La respuesta a la primera cuestión es clara: no existe obligatoriedad por ninguna de las partes de contratar un seguro del hogar, pero es más que recomendable. Puede ocurrir que el propietario ponga como condición a la hora de buscar inquilino que éste cuente con su propio seguro.
Para responder a la segunda, hay que analizar varios aspectos.
Continente y contenido, ¿quién se encarga de qué?
La principal cobertura de cualquier seguro del hogar es garantizar la integridad de la vivienda. Esto significa que la empresa aseguradora indemnizará a la parte contratante si ocurre cualquier suceso que genere un coste. Dicho esto, es evidente que es el arrendador el mayor interesado en mantener su vivienda en las mejores condiciones, y es por esto que es él quien debería contratar un seguro de hogar. Es decir, el propietario se haría cargo del continente.

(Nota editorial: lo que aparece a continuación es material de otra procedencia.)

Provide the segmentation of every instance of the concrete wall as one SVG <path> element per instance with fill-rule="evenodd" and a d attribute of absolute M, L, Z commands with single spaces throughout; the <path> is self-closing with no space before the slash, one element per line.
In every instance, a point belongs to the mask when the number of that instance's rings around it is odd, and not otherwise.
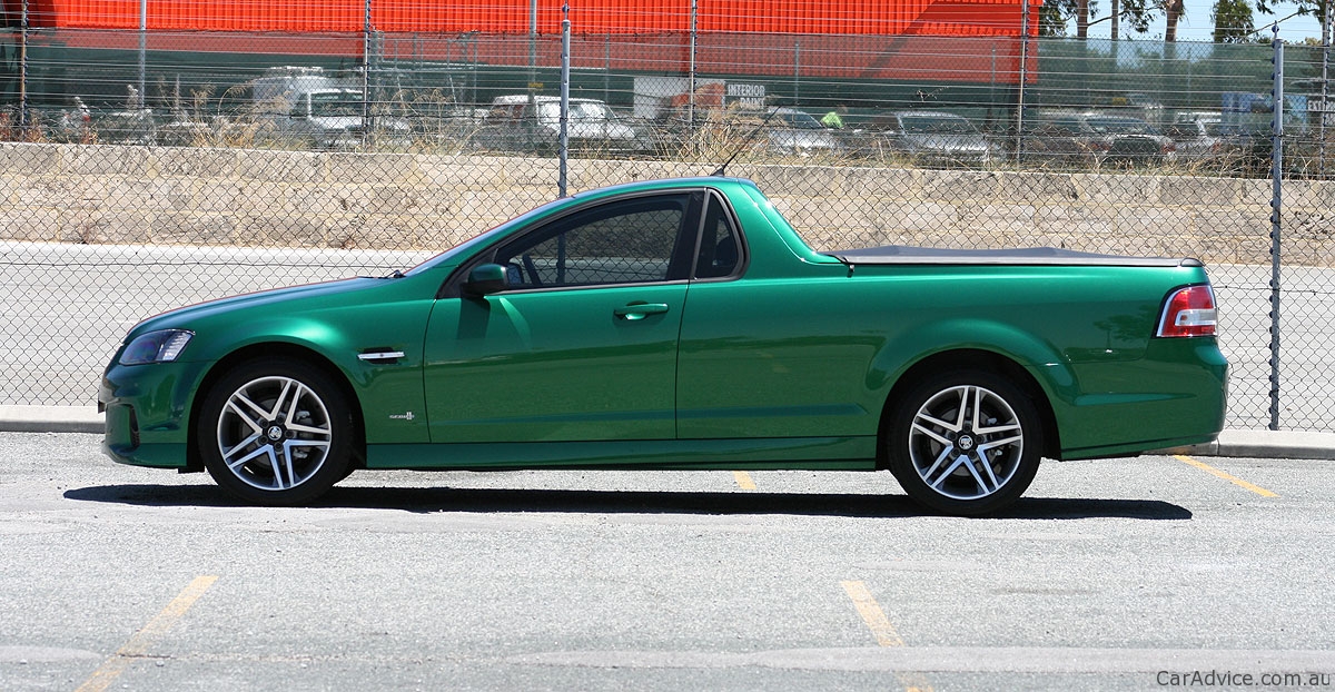
<path fill-rule="evenodd" d="M 709 164 L 570 163 L 571 191 Z M 734 166 L 820 248 L 1056 246 L 1268 263 L 1268 180 Z M 0 144 L 0 239 L 443 248 L 557 195 L 550 159 Z M 1335 266 L 1335 183 L 1286 182 L 1284 259 Z"/>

Ahora bien, ¿quién es el responsable de contratar un seguro para el contenido o lo que hay dentro de la vivienda? Si a la hora de entregar las llaves, el inmueble está vacío, lo más habitual es que el propietario cubra solo el continente. Sin embargo, es aconsejable que el inquilino cuente con su propio seguro de hogar y con una póliza que cubra los daños en sus contenidos (ordenadores, teléfonos, joyas, ropa,etc)., más allá del que tenga contratado el casero, quien también debe tener cubiertos los bienes de su vivienda. De igual forma, también es conveniente ampliar esta póliza para estar asegurado en caso de robo.
¿Y la responsabilidad civil?
La responsabilidad civil ante terceros es otra de las principales coberturas del seguro del hogar que hay que considerar. Si por ejemplo, si se filtra una gotera al vecino de abajo, la responsabilidad de reparar los daños correrá a cuenta del propietario, dado que la casa es suya. No obstante, esto no exime al inquilino de contar con un seguro que repare los daños a terceros que hayan sido consecuencia de su propia actividad o negligencia, como podría ser un incendio.